The Future of Work and the “Human Premium”
The future organization will likely bifurcate into two distinct commercial models: the “One Person/One Thousand Agents” high-efficiency model and the “Human-Centric” premium model.
“People for people and automation for everything else.”
This aphorism should guide all strategic deployment. AI remains insufficient—and often inappropriate—in scenarios requiring:
- Empathy and Accountability: Situations requiring personal understanding, love, care, or life-altering sensitivity.
- The Anti-Slop Filter: As the web becomes flooded with “AI slop” (low-quality automated content), brand value will increasingly be tied to the “Human-AI joined effort” that maintains quality and nuance.
- Complex Context: High-stakes customer service where a human must take personal responsibility for a non-linear problem.
Societal Shift: We must prepare for a future where “jobs” are fluid and project-based rather than lifelong. This decoupling of labor from survival will eventually necessitate government-led Universal Basic Income (UBI) to ensure societal stability as automation scales.
Deployment and Ethics
Recommended Strategic Tech Stack
- Claude / Claude Co-work (Anthropic): The current gold standard for “co-thinking” and agentic task execution.
- Llama (Meta): The preferred choice for open-source, on-premise deployment where data security and model modification are paramount.
- Gemini / Tactic: Highly effective for automated meeting transcription and synthesizing strategic notes.
Ethical Selection as Business Intelligence
Strategic tool selection must look beyond performance to the provider’s ethical stance. There is a clear distinction in the market today:
- Anthropic is the leading example of a provider setting clear ethical boundaries.
- The Warning: Leadership should be wary of providers who cooperate in the development of autonomous weapons or government surveillance/population spying. Selecting a provider like Anthropic isn’t just an ethical choice; it is a risk-mitigation strategy for companies that value long-term credibility and human-centric values.

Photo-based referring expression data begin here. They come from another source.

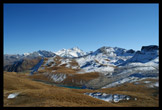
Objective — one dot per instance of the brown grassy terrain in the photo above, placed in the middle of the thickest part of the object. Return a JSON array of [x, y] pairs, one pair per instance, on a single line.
[[37, 94]]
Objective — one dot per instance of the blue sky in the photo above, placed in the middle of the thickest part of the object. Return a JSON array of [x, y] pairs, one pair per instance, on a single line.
[[32, 27]]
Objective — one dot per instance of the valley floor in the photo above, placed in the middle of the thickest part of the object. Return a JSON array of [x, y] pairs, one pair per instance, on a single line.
[[37, 94]]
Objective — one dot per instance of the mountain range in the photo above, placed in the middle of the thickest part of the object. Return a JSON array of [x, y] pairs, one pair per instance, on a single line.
[[105, 67]]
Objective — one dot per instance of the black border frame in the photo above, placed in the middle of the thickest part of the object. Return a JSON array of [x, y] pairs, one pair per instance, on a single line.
[[74, 1]]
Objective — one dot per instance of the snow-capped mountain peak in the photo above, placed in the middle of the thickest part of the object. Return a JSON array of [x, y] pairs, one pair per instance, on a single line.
[[70, 53]]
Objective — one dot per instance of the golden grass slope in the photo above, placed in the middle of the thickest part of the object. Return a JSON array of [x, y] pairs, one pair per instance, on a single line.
[[37, 94]]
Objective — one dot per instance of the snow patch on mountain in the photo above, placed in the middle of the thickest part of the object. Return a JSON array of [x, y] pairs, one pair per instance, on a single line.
[[71, 53]]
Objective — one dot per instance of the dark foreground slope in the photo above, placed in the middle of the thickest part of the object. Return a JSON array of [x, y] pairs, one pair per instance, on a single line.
[[37, 94]]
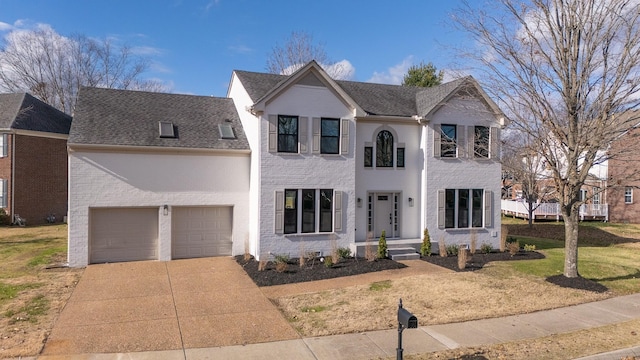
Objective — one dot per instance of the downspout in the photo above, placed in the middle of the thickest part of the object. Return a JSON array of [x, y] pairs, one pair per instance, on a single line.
[[13, 174]]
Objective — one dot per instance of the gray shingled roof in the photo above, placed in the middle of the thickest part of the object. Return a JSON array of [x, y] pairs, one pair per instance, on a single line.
[[375, 99], [131, 118], [21, 111]]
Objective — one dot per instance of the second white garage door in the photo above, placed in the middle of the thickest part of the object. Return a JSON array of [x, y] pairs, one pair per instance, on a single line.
[[201, 231], [123, 234]]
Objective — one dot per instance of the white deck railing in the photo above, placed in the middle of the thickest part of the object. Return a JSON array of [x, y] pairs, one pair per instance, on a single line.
[[551, 210]]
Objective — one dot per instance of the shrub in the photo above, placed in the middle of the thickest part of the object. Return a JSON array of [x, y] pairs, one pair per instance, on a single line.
[[503, 238], [344, 253], [463, 255], [328, 261], [486, 248], [473, 239], [382, 246], [369, 254], [442, 247], [425, 248], [281, 261], [513, 247]]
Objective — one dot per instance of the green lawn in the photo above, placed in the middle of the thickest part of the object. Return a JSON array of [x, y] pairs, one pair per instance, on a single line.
[[617, 266]]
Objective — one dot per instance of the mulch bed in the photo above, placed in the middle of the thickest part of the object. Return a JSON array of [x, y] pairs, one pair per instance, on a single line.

Conclusion: The Long-Term Vision and Strategic Choices
The workforce of the future will be “fluid,” moving away from fixed 40-year careers toward project-based relationships. Enterprises must decide now which path they will take: the High-Efficiency Model (one person managing 1,000 agents) or the Premium Model (where AI handles logistics, but the value is human-centric).
Leader’s Directive
Strategic leadership now requires answering three high-stakes questions:
- Sovereign Jurisdiction: Will you align with US-based providers who are “in bed” with governments to build autonomous weapons and surveillance systems? Or will you prioritize the EU/GDPR model, favoring ethics, compliance, and rigorous data boundaries?
- The Social Safety Net: As work becomes fluid, how will your organization advocate for or adapt to Universal Basic Income (UBI) to ensure a stable consumer base and social fabric?
- Ethical Resource Management: How will you lead in an era where financial resources are increasingly concentrated among a few model providers?
The transition to an AI-first enterprise is not a technical upgrade; it is a fundamental reorganization of human contribution and value.